Диамун опять собрался открыть рот, и я непроизвольно посмотрел на сосуд, заменявший кофейник. Поначалу я хотел использовать его, но затем отринул эту мысль, поскольку коричневой влаги в нем значительно больше и вряд ли она успела остыть до требуемой температуры. Да и как проверить, лезть в кофейник рукой, вдруг застрянет. И что потом? Держать руку с надетым на неё кофейником, стараясь направить струйку из носика на его голову? Так в рукав натечет. С другой стороны, в ближнем бою можно было бы использовать кофейник как кастет.
А мысль не самая глупая, вновь усмехнулся я. Кают-компания — не то место, куда приходят при шпагах и пистолетах. Тем паче сейчас, когда вокруг на многие, многие лиги ни одного врага.
Так что вполне возможно, что придется вступить в рукопашный бой. Нисколько не сомневаюсь, что окружающих меня людей с детства учили боевым искусствам. Вот только сомнительно, что среди их наставников были мастера кунг-фу. Не те ещё времена, когда сила удара кулаком хоть как-либо влияет на степень заточенности клинка. У меня их тоже не было, мастеров, но кое-что я задолбил на уровне рефлексов. Пусть и времени после этого прошло достаточно. Ведь это как плавание или велосипед, можно потерять мастерство, но разучиться уже невозможно.
'Лучшая техника — это техника выживших'.
Так, по-моему, сказал знаменитейший японский мастер меча и катаны. Со своей техникой я давно уже определился, и она совершенна. Потому что в ней присутствуют только то, что запрещено даже в боях без правил.
Только и она не поможет, вон их сколько, если кинутся все разом…
Да ещё за вилки схватятся, те, что имеют солидные размеры при скромных двух зубчиках. Насмерть затыкают, ироды.
Я представил на палубе своё бездыханное тело, сплошь утыканное вилками, как ёжик иголками, и усмехнулся в третий раз. Нервы.

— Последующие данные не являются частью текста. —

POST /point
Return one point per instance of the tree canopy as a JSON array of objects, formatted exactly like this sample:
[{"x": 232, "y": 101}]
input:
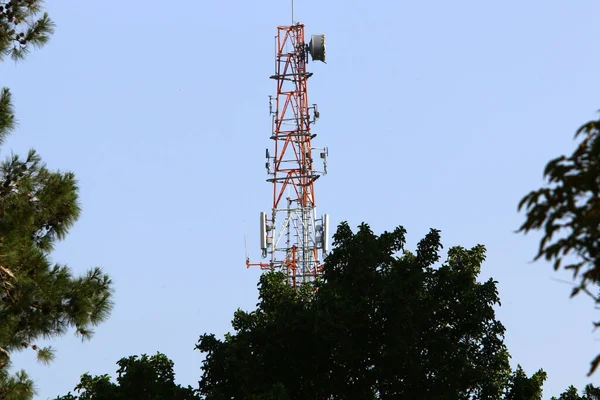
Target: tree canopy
[
  {"x": 384, "y": 323},
  {"x": 567, "y": 211},
  {"x": 140, "y": 378},
  {"x": 38, "y": 299}
]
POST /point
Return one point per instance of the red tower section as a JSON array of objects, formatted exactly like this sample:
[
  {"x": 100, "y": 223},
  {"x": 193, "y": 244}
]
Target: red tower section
[{"x": 293, "y": 238}]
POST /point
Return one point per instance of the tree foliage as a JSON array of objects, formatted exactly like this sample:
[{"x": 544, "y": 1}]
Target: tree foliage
[
  {"x": 384, "y": 323},
  {"x": 38, "y": 299},
  {"x": 140, "y": 378},
  {"x": 567, "y": 211},
  {"x": 23, "y": 26}
]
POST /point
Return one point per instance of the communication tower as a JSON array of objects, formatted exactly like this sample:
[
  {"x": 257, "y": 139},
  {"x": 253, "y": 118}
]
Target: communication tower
[{"x": 293, "y": 238}]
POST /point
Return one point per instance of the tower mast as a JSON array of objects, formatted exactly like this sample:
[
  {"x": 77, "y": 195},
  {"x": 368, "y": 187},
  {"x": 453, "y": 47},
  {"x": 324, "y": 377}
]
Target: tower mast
[{"x": 293, "y": 238}]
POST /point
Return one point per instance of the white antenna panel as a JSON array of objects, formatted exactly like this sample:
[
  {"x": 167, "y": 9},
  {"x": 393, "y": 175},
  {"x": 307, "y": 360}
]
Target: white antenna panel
[
  {"x": 326, "y": 233},
  {"x": 316, "y": 47},
  {"x": 263, "y": 231}
]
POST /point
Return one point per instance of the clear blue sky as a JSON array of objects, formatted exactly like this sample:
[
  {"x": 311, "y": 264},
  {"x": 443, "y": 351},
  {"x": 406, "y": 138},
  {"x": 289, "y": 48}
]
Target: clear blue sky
[{"x": 437, "y": 115}]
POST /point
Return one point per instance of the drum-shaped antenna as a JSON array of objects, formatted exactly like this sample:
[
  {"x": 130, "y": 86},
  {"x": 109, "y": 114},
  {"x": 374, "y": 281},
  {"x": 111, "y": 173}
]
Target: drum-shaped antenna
[{"x": 316, "y": 47}]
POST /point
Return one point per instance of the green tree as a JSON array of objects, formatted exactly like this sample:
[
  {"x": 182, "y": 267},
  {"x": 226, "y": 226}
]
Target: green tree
[
  {"x": 567, "y": 211},
  {"x": 144, "y": 378},
  {"x": 38, "y": 299},
  {"x": 384, "y": 323}
]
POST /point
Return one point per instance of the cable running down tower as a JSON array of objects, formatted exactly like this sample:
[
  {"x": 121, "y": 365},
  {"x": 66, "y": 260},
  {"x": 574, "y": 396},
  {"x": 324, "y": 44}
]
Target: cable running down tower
[{"x": 293, "y": 238}]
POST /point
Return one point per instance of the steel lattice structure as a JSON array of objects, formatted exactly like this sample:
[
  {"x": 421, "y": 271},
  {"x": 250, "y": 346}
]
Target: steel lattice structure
[{"x": 293, "y": 238}]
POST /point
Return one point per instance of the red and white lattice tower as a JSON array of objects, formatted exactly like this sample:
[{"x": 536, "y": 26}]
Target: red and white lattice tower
[{"x": 293, "y": 238}]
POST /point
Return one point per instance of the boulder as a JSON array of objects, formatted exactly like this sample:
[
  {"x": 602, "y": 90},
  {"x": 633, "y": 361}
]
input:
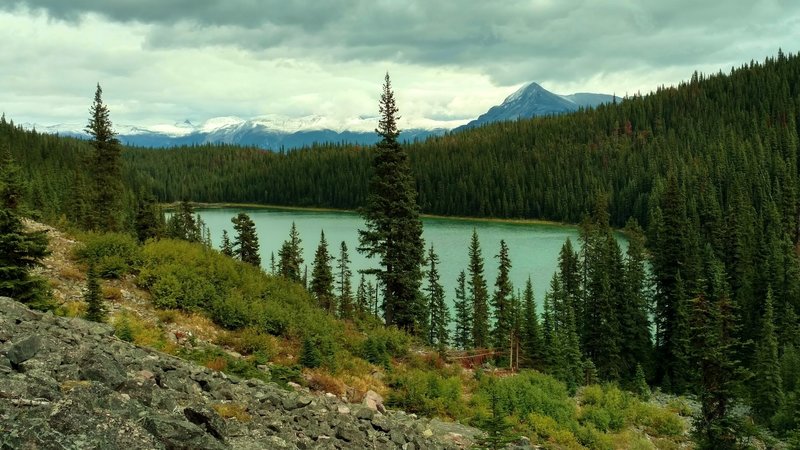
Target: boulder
[
  {"x": 373, "y": 401},
  {"x": 23, "y": 350}
]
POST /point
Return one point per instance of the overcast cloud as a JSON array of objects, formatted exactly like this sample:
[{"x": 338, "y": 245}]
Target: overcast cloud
[{"x": 165, "y": 61}]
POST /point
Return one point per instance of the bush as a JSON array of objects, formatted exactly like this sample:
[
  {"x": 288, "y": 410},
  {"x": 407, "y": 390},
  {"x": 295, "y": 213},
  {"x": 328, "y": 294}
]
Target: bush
[
  {"x": 113, "y": 254},
  {"x": 426, "y": 393}
]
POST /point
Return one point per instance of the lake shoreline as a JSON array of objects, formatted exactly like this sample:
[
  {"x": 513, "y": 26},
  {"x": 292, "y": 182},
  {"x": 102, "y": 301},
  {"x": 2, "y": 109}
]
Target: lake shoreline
[{"x": 424, "y": 216}]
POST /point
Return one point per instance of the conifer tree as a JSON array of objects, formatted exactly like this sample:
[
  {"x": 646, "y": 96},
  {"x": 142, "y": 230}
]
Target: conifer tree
[
  {"x": 344, "y": 284},
  {"x": 714, "y": 349},
  {"x": 105, "y": 168},
  {"x": 635, "y": 342},
  {"x": 767, "y": 395},
  {"x": 95, "y": 309},
  {"x": 439, "y": 334},
  {"x": 322, "y": 277},
  {"x": 463, "y": 310},
  {"x": 532, "y": 345},
  {"x": 640, "y": 387},
  {"x": 226, "y": 247},
  {"x": 393, "y": 227},
  {"x": 20, "y": 250},
  {"x": 149, "y": 220},
  {"x": 184, "y": 224},
  {"x": 479, "y": 296},
  {"x": 362, "y": 301},
  {"x": 501, "y": 300},
  {"x": 290, "y": 257},
  {"x": 245, "y": 243}
]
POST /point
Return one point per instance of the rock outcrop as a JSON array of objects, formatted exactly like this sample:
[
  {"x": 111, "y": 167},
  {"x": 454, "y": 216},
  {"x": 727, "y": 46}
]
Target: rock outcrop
[{"x": 70, "y": 384}]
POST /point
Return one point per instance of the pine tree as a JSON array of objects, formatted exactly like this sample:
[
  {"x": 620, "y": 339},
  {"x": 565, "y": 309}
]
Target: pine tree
[
  {"x": 105, "y": 168},
  {"x": 226, "y": 248},
  {"x": 532, "y": 345},
  {"x": 245, "y": 244},
  {"x": 322, "y": 277},
  {"x": 95, "y": 309},
  {"x": 767, "y": 395},
  {"x": 149, "y": 221},
  {"x": 310, "y": 353},
  {"x": 635, "y": 342},
  {"x": 640, "y": 387},
  {"x": 714, "y": 348},
  {"x": 362, "y": 301},
  {"x": 463, "y": 310},
  {"x": 393, "y": 227},
  {"x": 501, "y": 300},
  {"x": 20, "y": 250},
  {"x": 343, "y": 282},
  {"x": 478, "y": 295},
  {"x": 184, "y": 224},
  {"x": 290, "y": 257},
  {"x": 439, "y": 315}
]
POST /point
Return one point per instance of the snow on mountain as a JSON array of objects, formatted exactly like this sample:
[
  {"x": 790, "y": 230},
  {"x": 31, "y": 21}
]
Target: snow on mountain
[{"x": 532, "y": 100}]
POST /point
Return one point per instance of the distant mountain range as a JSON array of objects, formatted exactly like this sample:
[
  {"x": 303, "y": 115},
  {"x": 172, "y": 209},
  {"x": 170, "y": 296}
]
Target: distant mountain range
[
  {"x": 268, "y": 132},
  {"x": 278, "y": 132},
  {"x": 532, "y": 100}
]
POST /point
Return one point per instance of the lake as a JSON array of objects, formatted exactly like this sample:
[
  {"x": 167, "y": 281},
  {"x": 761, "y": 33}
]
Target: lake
[{"x": 533, "y": 248}]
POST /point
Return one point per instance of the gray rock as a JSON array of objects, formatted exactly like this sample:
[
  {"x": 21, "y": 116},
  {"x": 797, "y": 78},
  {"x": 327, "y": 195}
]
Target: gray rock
[
  {"x": 381, "y": 423},
  {"x": 24, "y": 350},
  {"x": 176, "y": 434},
  {"x": 96, "y": 366},
  {"x": 207, "y": 419}
]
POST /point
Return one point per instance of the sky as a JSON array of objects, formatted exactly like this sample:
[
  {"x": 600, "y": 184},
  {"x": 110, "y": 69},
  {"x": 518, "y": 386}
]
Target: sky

Мы все стояли и молчали, только были слышны тихие, с придыханиями, голоса людей, что занимались Диамуном. Они что-то говорили ему, на чем-то настаивали, но в мою сторону даже не глядели.
Наконец Диамун, всё ещё выглядевший крайне растерянным, поднялся со стула и пошел по направлению к дверям. Уже возле выхода он приостановился, посмотрел на меня и сказал:
— Надеюсь, что вы с нами прибудете в Скардар.
А тон его голоса был таким, что как хочешь эти слова, так и понимай.
Когда дверь за ним захлопнулась, я сказал:
— Извините, господа. Считаю, что погорячился.
Больше всего мне не хотелось, чтобы мой голос действительно прозвучал извиняющимся. В конце концов, я приношу извинения только за то, что испортил им ужин, а не вовсе за то, что до сих пор нахожу правильным.